Re: BUG #13891: Deparsed arbiter WHERE clauses cannot be parsed by Postgres
From
Peter Geoghegan
Date:
On Thu, Feb 4, 2016 at 12:49 PM, Andres Freund <andres@anarazel.de> wrote: > Seems fairly simple to write a DO statement that does something like > v_sql = pg_get_viewdef(viewname); > EXECUTE 'DROP VIEW '||viewname::regclass; > EXECUTE v_sql; > in a query over pg_views. Sorry, I still don't get it. How does that help with ON CONFLICT arbiter WHERE clause deparsing? -- Peter Geoghegan
Re: BUG #13891: Deparsed arbiter WHERE clauses cannot be parsed by Postgres
From
Andres Freund
Date:
On 2016-02-04 13:09:43 -0800, Peter Geoghegan wrote: > On Thu, Feb 4, 2016 at 12:49 PM, Andres Freund <andres@anarazel.de> wrote: > > Seems fairly simple to write a DO statement that does something like > > v_sql = pg_get_viewdef(viewname); > > EXECUTE 'DROP VIEW '||viewname::regclass; > > EXECUTE v_sql; > > in a query over pg_views. > > Sorry, I still don't get it. How does that help with ON CONFLICT > arbiter WHERE clause deparsing? The bug this thread is about was actually visible in regression test output, as the wrong output of pg_rules output. As were a number of previous bugs. So it seems time to actually make sure that the output of the rules we generate to test deparsing actually do something remotely sane, by executing the deparsed sql.

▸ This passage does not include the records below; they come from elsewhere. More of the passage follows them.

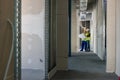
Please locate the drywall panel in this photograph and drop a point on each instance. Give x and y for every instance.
(118, 37)
(74, 35)
(6, 12)
(33, 38)
(62, 34)
(111, 35)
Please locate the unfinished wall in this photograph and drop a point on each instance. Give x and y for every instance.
(52, 35)
(118, 37)
(6, 12)
(93, 32)
(74, 30)
(111, 35)
(62, 34)
(100, 30)
(33, 41)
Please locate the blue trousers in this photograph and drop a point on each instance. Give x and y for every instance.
(83, 45)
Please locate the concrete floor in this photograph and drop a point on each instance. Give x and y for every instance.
(85, 66)
(32, 74)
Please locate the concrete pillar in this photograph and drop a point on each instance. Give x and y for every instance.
(111, 35)
(6, 36)
(62, 34)
(74, 35)
(100, 30)
(118, 37)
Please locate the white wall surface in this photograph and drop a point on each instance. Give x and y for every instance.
(111, 42)
(118, 38)
(33, 25)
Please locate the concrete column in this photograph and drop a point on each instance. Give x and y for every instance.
(118, 37)
(111, 35)
(93, 25)
(62, 34)
(74, 29)
(100, 30)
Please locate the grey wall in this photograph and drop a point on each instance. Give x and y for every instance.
(62, 34)
(52, 35)
(100, 30)
(33, 24)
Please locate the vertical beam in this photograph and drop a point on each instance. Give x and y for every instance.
(111, 36)
(62, 35)
(69, 8)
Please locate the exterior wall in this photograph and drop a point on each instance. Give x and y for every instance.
(33, 26)
(6, 37)
(74, 29)
(111, 35)
(118, 38)
(62, 35)
(93, 28)
(53, 35)
(100, 30)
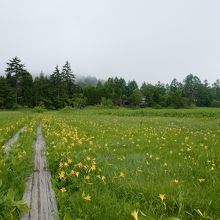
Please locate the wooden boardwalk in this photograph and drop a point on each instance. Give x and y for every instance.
(39, 194)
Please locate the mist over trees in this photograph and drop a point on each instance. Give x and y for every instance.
(18, 88)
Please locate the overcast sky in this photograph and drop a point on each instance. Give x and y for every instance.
(145, 40)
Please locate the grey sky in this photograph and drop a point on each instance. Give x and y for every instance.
(145, 40)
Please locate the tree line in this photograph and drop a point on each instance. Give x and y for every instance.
(18, 88)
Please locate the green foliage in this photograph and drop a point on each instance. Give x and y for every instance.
(106, 102)
(60, 89)
(17, 167)
(156, 165)
(215, 104)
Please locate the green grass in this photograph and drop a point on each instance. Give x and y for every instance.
(15, 169)
(115, 163)
(125, 163)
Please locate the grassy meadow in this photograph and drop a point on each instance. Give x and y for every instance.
(124, 164)
(135, 164)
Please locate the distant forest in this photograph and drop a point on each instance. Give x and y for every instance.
(18, 88)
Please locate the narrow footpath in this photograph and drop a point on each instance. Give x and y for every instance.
(39, 194)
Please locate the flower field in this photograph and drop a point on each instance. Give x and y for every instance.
(16, 168)
(119, 164)
(106, 166)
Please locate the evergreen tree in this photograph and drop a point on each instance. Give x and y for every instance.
(20, 80)
(69, 79)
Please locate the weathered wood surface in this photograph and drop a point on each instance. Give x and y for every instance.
(39, 194)
(12, 141)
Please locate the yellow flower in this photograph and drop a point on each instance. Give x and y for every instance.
(69, 161)
(162, 197)
(72, 172)
(63, 189)
(135, 214)
(87, 177)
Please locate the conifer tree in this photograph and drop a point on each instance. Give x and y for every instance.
(69, 79)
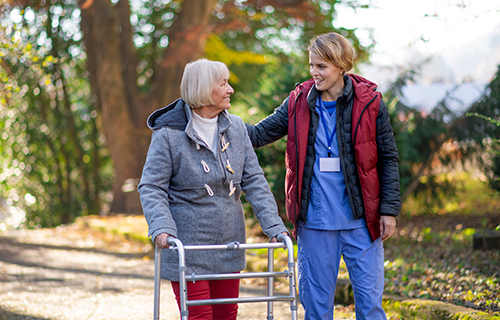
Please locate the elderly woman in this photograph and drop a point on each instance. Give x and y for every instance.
(199, 161)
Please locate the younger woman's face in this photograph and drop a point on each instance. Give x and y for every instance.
(328, 78)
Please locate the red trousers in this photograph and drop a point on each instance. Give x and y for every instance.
(212, 289)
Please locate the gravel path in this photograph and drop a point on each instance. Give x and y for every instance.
(53, 274)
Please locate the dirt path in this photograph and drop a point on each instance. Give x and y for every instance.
(48, 274)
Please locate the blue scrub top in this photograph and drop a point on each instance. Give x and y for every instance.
(329, 207)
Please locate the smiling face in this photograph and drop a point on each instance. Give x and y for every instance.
(220, 96)
(328, 77)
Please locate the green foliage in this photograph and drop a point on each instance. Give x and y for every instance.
(487, 108)
(431, 254)
(54, 164)
(436, 142)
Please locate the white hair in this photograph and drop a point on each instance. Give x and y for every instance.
(199, 79)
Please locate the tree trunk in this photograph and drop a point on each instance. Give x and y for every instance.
(112, 61)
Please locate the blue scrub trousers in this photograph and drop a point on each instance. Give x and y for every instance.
(319, 253)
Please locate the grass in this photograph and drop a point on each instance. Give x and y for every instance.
(430, 256)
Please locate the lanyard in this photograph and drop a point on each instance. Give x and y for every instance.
(329, 137)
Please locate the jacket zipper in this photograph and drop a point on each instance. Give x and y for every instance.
(355, 209)
(297, 207)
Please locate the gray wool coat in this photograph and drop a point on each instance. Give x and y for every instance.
(193, 193)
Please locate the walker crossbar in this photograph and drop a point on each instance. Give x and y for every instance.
(176, 245)
(227, 276)
(239, 300)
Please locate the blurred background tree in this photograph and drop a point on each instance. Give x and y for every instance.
(53, 159)
(80, 79)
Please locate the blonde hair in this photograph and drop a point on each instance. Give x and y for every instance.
(199, 79)
(334, 48)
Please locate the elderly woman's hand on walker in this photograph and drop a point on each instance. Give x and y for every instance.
(161, 240)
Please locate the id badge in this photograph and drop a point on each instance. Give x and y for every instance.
(329, 164)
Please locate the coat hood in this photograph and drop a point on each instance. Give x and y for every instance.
(173, 116)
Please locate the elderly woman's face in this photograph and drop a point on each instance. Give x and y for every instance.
(221, 94)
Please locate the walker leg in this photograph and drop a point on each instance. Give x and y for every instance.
(157, 283)
(270, 283)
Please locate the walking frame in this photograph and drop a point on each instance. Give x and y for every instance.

Obviously human inspection is not sufficient. You can do so by executing deparsed output of a rule or a view (both should be doable afacis).
Andres Freund <andres@anarazel.de> writes: > On 2016-02-04 13:09:43 -0800, Peter Geoghegan wrote: >> Sorry, I still don't get it. How does that help with ON CONFLICT >> arbiter WHERE clause deparsing? > The bug this thread is about was actually visible in regression test > output, as the wrong output of pg_rules output. As were a number of > previous bugs. So it seems time to actually make sure that the output of > the rules we generate to test deparsing actually do something remotely > sane, by executing the deparsed sql. Obviously human inspection is not > sufficient. You can do so by executing deparsed output of a rule or a > view (both should be doable afacis). That's all very well, but we have a release to get out tomorrow, so I went ahead and pushed Peter's patch (with some cosmetic fiddling). I think actually Andres' proposal wouldn't be all that helpful, because it would only detect deparse problems for constructs that happen to appear in views/rules that exist at the instant the test runs. What I'd be inclined to think about is something comparable to the COPY_PARSE_PLAN_TREES #define, that is an option to make postgres.c pass every non-utility statement through deparse and reparse and then compare the resulting parse trees. It'd be a bit slow but it would cover every type of syntax exercised anywhere in the regression tests. regards, tom lane
Re: BUG #13891: Deparsed arbiter WHERE clauses cannot be parsed by Postgres
From
Andres Freund
Date:
On February 7, 2016 9:02:11 PM GMT+01:00, Tom Lane <tgl@sss.pgh.pa.us> wrote: >Andres Freund <andres@anarazel.de> writes: >I think actually Andres' proposal wouldn't be all that helpful, because >it would only detect deparse problems for constructs that happen to >appear in views/rules that exist at the instant the test runs. That's be fine for this purpose. This specific line had two hard to spot roots already... --- Please excuse brevity and formatting - I am writing this on my mobile phone.